I now had so many better associations with the place that I barely registered the gibe. “Yes, I know. It’s fantastic.”
“Aye. You can fairly hear the mermaids.”
I glanced at him, puzzled. If he’d even been aware of any mermaid tales around here, he’d never given any sign of it. He wasn’t a man to hear them or to see them combing their hair on the rocks. To me, if anything, he was the rocks himself—crusted with barnacles, unchanging, same now as he had been when he put me on his shoulders and bore me down to see the seals on Kildonan strand.
Movement in the doorway distracted me. There was Cam, leaning one shoulder on the far wall, hands in his pockets. The step I’d taken to see him had thrown his sculpture back into dynamic chaos, beautiful still, demanding interpretation. Our eyes met. “So,” I said to the old man, who was still absorbed in his study of the piece. “What do you think?”
“If you’d told me so sorry looking a lad had such a thing in him, I’d have laughed. Why doesn’t he make more and put them for sale?”
“Don’t be mercenary. He’s only just started.”
“If he wants to starve, he can do it in a garret, not my farm. We could stick a few up by the roadside. Tourists will buy anything.”
Cam’s head went down. His shoulders quivered. I decided to push it. “Is that all you have to say, you old Philistine?”
“What do ye want? I’m glad I cleared the shed for him.” He was silent for a moment. There was better to come, I could tell—Harry Seacliff face-to-face with modern art. “He’s no’ such a waste of space as I’d thought.”
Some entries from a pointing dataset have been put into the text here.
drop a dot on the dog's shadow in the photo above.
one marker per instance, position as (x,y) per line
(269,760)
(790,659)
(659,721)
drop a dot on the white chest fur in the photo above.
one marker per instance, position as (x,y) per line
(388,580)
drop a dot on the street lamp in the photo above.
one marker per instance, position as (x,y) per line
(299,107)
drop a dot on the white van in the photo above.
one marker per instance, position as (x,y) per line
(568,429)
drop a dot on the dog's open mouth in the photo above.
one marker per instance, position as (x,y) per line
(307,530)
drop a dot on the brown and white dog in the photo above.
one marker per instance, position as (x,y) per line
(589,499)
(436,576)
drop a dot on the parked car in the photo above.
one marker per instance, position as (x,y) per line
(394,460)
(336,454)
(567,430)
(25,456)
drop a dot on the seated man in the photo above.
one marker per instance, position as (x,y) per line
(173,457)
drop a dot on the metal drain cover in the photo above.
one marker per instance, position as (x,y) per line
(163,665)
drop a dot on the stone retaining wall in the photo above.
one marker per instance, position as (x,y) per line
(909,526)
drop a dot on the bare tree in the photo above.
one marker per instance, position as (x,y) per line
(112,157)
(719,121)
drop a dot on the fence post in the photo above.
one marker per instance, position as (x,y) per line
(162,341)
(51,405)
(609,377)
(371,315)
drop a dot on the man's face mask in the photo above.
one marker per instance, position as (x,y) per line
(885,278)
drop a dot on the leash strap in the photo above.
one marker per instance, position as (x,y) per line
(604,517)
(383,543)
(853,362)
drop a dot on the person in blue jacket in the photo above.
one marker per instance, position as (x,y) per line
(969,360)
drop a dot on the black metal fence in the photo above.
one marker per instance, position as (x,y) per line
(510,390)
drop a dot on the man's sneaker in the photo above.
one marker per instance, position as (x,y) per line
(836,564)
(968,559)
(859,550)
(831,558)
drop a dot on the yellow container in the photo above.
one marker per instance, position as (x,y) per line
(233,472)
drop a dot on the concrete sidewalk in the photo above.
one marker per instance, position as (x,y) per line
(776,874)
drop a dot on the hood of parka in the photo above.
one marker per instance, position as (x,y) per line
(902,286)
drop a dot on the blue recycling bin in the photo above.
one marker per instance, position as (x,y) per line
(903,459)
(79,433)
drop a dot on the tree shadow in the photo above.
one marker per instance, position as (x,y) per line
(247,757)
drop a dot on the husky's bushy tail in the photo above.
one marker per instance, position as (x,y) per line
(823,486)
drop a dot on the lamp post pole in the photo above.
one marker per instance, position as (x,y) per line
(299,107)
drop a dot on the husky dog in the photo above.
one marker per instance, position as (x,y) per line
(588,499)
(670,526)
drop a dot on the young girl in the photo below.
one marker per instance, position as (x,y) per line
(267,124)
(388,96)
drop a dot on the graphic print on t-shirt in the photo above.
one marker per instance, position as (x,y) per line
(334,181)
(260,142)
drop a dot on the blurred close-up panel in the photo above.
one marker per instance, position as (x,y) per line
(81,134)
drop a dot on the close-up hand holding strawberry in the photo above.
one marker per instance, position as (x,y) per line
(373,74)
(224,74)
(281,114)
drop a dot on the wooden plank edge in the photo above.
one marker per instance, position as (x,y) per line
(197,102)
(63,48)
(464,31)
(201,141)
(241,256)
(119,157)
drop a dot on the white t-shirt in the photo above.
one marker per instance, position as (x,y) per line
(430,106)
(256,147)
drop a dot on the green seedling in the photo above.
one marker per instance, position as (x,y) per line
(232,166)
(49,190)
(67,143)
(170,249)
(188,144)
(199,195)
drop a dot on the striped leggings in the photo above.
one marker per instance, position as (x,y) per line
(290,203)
That finished the poor artist off. He buried his face in his hands.
“Well, maybe he’s like his sculptures,” I said, loud enough for him to hear. “You have to see him by a certain light.”
In the weeks that followed, there were things I forgot. Summer blossomed over Arran, and I forgot the black winter cold. Forgot the sting of hail on my nape, the world of freezing mud and incipient frostbite. Cam and I worked hard as ever, but we took our leisure out into the gilded, heat-hazy hills, and there—watching their slopes and crests over his shoulder, clinging to him while he loved the living daylights out of me—I forgot about pain.
I felt I had it all. My mind had shaken off the rust of a year’s disuse, and I’d made a fresh start on my thesis. Having that reconciled me to the dumb-muscle labour of the farm, which transformed into valuable thinking time for me, and then, as the season went on, something more—a work I’d undertake willingly, for the sake of seeing this patch of land I’d grown up on thrive and flourish under my hand. The old man seemed to sense the change and started to work with me instead of frogmarching me from behind.
The three Leodhas wool tups grew up big and healthy. With the money from the grants we were able to bring in more help for the planting season. Kenzie had vanished off the island, but his missus and his eldest kid were just as good at fencing and herding as he had ever been and came up from Brodick part-time, evidently more relieved than anything else at his departure. Archie ceased to press on my conscience—the next time Cam and I ran into him, the circumstances were even less promising than our performance in the grocery-store aisle, but if he’d noticed the swift ravenous kiss we’d stolen in the front of the Toyota before putting on our best behaviour for our shopping run, he gave no sign, and greeted Cam civilly, talked to him about the weather.